Пригласив Звонарева в «Савой», предлагая ему повышение по службе и удвоение оклада, Веденцов так и не принес извинений. Несколько искренних слов обошлись бы ему несравненно дешевле и утолили обиду Паши куда верней. Но гордый Валентин Веденцов был готов платить за гордость, дурной нрав и распущенность. Значит, следовало получить с него эту плату. Вонзая зубы в нежнейший рибай, Павел, уже плохо соображавший от крайней сытости, представлял, что вгрызается в горло обидчику. Он заставлял себя думать, что с крабовым фрикасе, ореховой подливой, с этими пряными соусами и ванильно-шоколадным кремом он тянет из врага последние соки и тот слабеет, раскаивается, молит о пощаде. Наконец он заставил рот принять последний трюфельный птифур. Туман застилал глаза, и в этом сытном тумане висели жиринки джаза, мясистый голос толстяка с соседнего столика и сусальные излишества купеческих залов.

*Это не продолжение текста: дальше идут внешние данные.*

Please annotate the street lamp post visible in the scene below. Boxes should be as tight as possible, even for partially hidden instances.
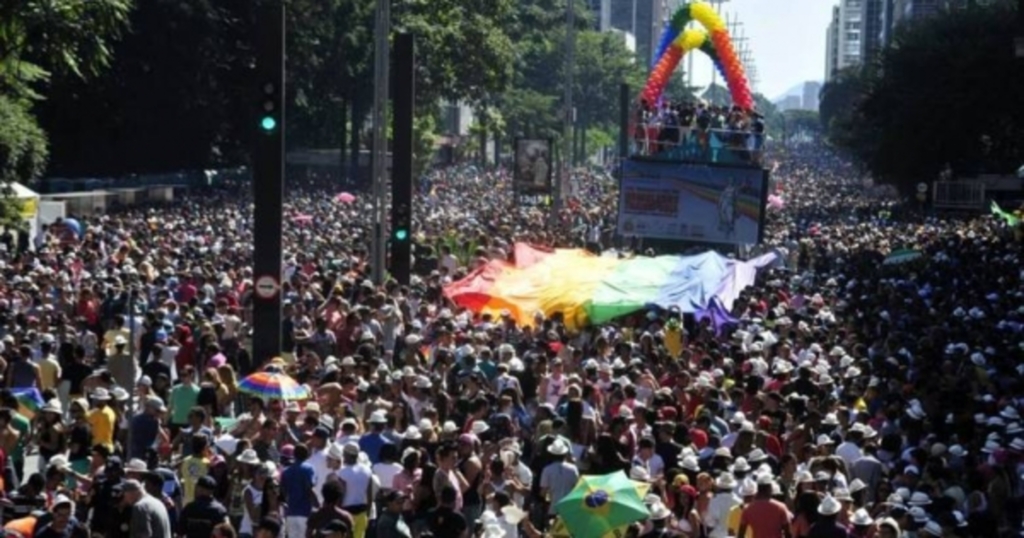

— Ну-с, Павел Дмитрич, может, пойдем? — услышал он свежий тенорок улыбающегося Валентина, расплатившегося с подобострастным метрдотелем. — Я что-то так и не понял, согласны ли вы на мое предложение. Надеюсь, вы хотя бы наелись?

Звонарев знал, что вернется. Отказаться от этой работы значило бы наказать себя больше, чем обидчика. Но сейчас, глядя на Веденцова, как один неодушевленный предмет способен глядеть на другой, он выдавил несколько каштаново-майонезных звуков:

— Спасибо. Я сыт. По горло. Вами.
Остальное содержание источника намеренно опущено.